The manuscript is poorly written, especially in Abstract and Introduction sections. It would be nice to rewrite these two sections and even other parts.

Specific comments regarding to the first part:

Authors employed CORDA algorithm, as well as proteome data and Recon 2.2. It would be nice if they precisely mention what are the advantages of using these algorithm and data. Many algorithms have been developed to extract a tissue-specific GSMM, e.g. (https://www.cell.com/fulltext/S2405-4712(17)30010-8) and (https://journals.plos.org/ploscompbiol/article?id=10.1371/journal.pcbi.1003580). What is the advantage of using CODRA in this study? There are different platforms for production of omics-data, e.g., Microarray, RNA-Seq and Proteome-based. Meanwhile, we know that the Microarray and RNA-Seq technologies can measure expression of many genes rather than proteome-based technology. What is the advantage of using Proteome data in this study? Please mention the source of the data. Did you extract cell-line or patients’ data? Recon 3D, the last developed GSMM, consists of more than 13000 reactions and more than 3000 genes. Why Authors didn’t use of Recon 3D instead of Recon 2.2. Moreover, GSMM should not contain any block reaction and the original model should convert to a flux consistent model using ‘findFluxConsistentSubset’ function of COBRA toolbox

(https://journals.plos.org/ploscompbiol/article?id=10.1371/journal.pcbi.1003424)

 

Authors of CORDA paper generated 20 cancer-specific models as well as the colorectal GSMM. It would be nice if Authors compare their reconstructed GSMM with the previous one by CORDA developers. It would be nice that Author mention which threshold they used for generating GSMMs and classified reactions into high, medium,76 and negative confidence groups. By using FBA, Authors measured the flux distribution of healthy and cancer models, but they used two different objective functions, was perhaps not the best idea?

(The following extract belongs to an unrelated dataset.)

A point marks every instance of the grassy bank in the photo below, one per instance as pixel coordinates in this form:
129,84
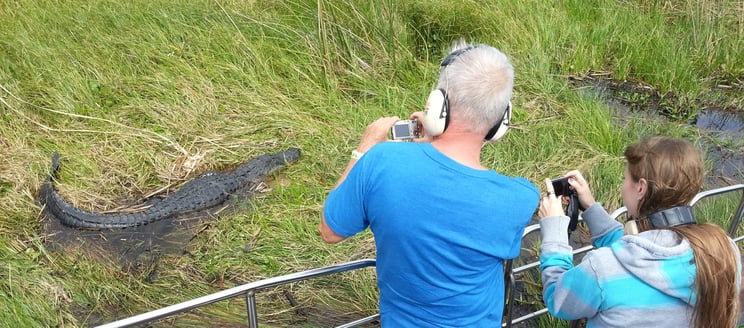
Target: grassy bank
138,95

Regarding to the second part, is there any other developed approaches in this area? If yes, please mention it and briefly describe the advantages of tri-level optimization problem (TLOP).

In Abstract Authors wrote “it is recently considered a metabolic disease” it is not true. The first discovery of metabolic alterations in cancer cells refers to Otto Warburg’s observations.

 

Author Response

Please see the attachment.

Author Response File: Author Response.pdf

Round 2

Reviewer 2 Report

They addressed all my comments and I fully agree to be published.